Para Rocío el acompañamiento psicológico durante esos días fue clave. “Uno no sabe lo que va a ocurrir, si van a haber complicaciones, consecuencias negativas a largo plazo para el bebé, problemas respiratorios entre otras cosas”, dice. “Todo parece una eternidad. Estuvo cinco semanas hospitalizado y al principio podrían haber sido ocho”, agrega.

La culpa

El ingreso de un recién nacido en la UCI neonatal desencadena en la madre y el padre un fuerte dolor emocional y muchos temores. Y a pesar de que un porcentaje importante de los partos prematuros ocurren sin una causa clara, el proceso puede generar un enorme sentimiento de culpa. A Rocío, los primeros días después de la llegada de Benjamín, la carcomía este sentimiento.

“Mi primer embarazo fue muy sano. Además yo soy hiperquinética, me cuestioné si no me había quedado lo suficientemente quieta, o si pude haber hecho las cosas de otra forma para que no se desencadenara el sangrado. La sensación de culpa es muy grande por la incertidumbre que significa tener un bebé prematuro”, cuenta.

Este sentimiento, explica Wormald, puede verse incrementado al ver al recién nacido conectado a cables, máquinas y monitores. Para Rocío ese fue el momento más aterrador desde que nació su segundo hijo.

“El tener que conectarse emocionalmente con su hijo y acompañarlo a través de una incubadora, pone inevitablemente una barrera física entre madre e hijo que es difícil de sortear. Las madres y padres necesitan el contacto físico con sus hijos, lo más duro para ellos es tener que dejarlos cada día en el hospital, la imposibilidad de abrazarlo, tocarlo con soltura, olerlo y reconocer su cuerpo”, explica Wormald.

Otro importante desafío es compatibilizar las visitas del recién nacido con la vida cotidiana, especialmente si se tienen otros hijos. Y para las madres, sostener la producción de leche puede ser una tarea cansadora y demandante, cargada de emociones ambivalentes. “Por una parte es la posibilidad de entregarle a su hijo algo que sólo ellas como madres puedan darles, y por otro supone un sentimiento de mucha responsabilidad y potencial frustración si no se logra producir lo que su hijo necesita”, explica Wormald.
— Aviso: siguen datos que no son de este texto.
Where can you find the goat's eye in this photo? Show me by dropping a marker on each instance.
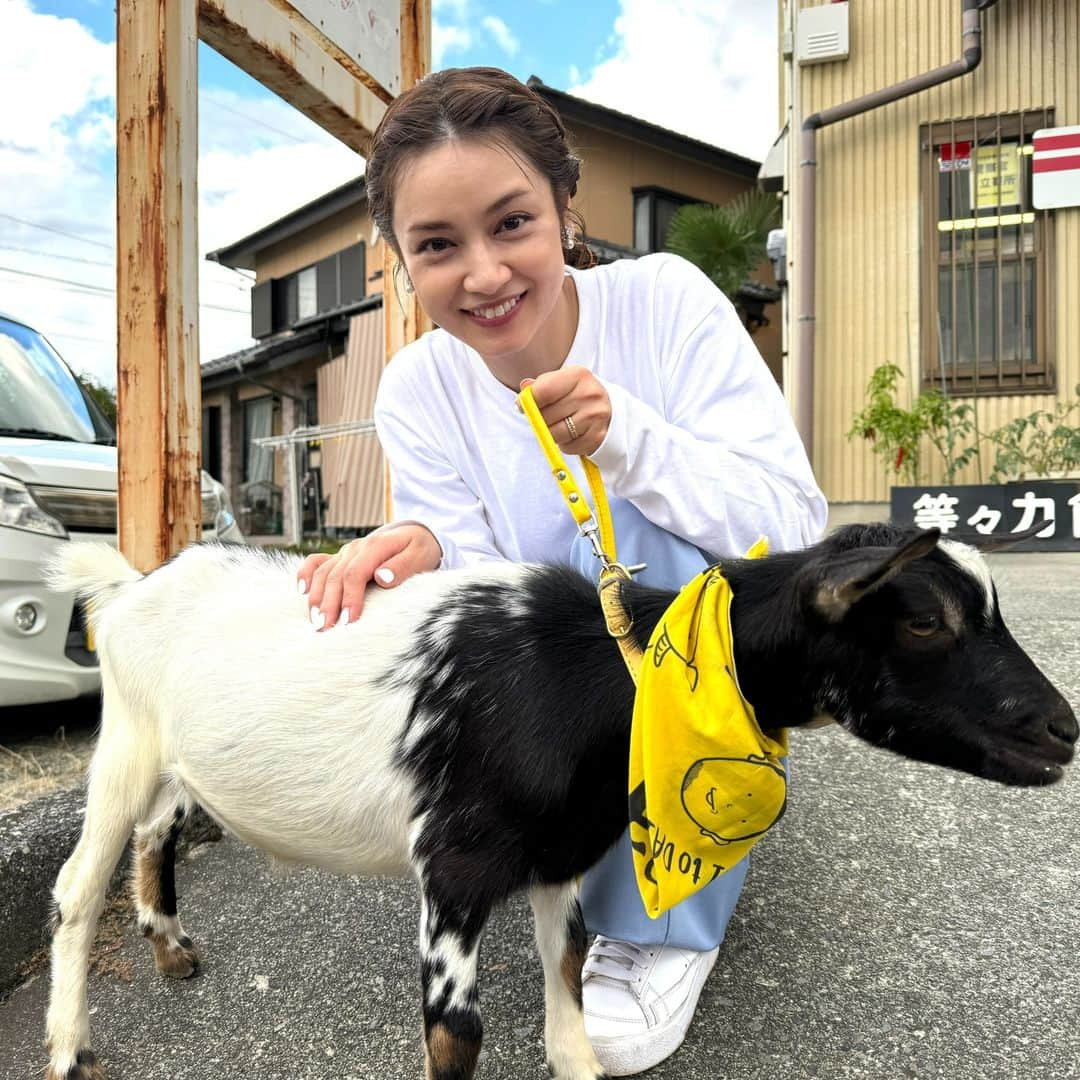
(922, 625)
La lactancia ayudó mucho a Rocío a superar la lejanía de su hijo. Para ella era un momento del día en que podía conectarse con él, y sentir que estaba haciendo algo para colaborar en su crecimiento. “Me sentía útil, porque es poco lo que podía hacer por mi bebé que estaba lejos. Era una tarea y un desafío muy grande sacarse leche cada tres horas sin él al lado. Yo trataba de conectarme con él cada vez que lo hacía, pero no todas las mamás pueden hacerlo”, cuenta.

Wormald ha sido testigo de cómo los padres se van adaptando y aprendiendo de la fortaleza de sus hijos, que en la mayoría de los casos van ganando gramos cada día. “Ser mamá y papá de un niño prematuro no es fácil, y mientras sus hijos crecen en peso, va también creciendo el amor por ellos”, dice.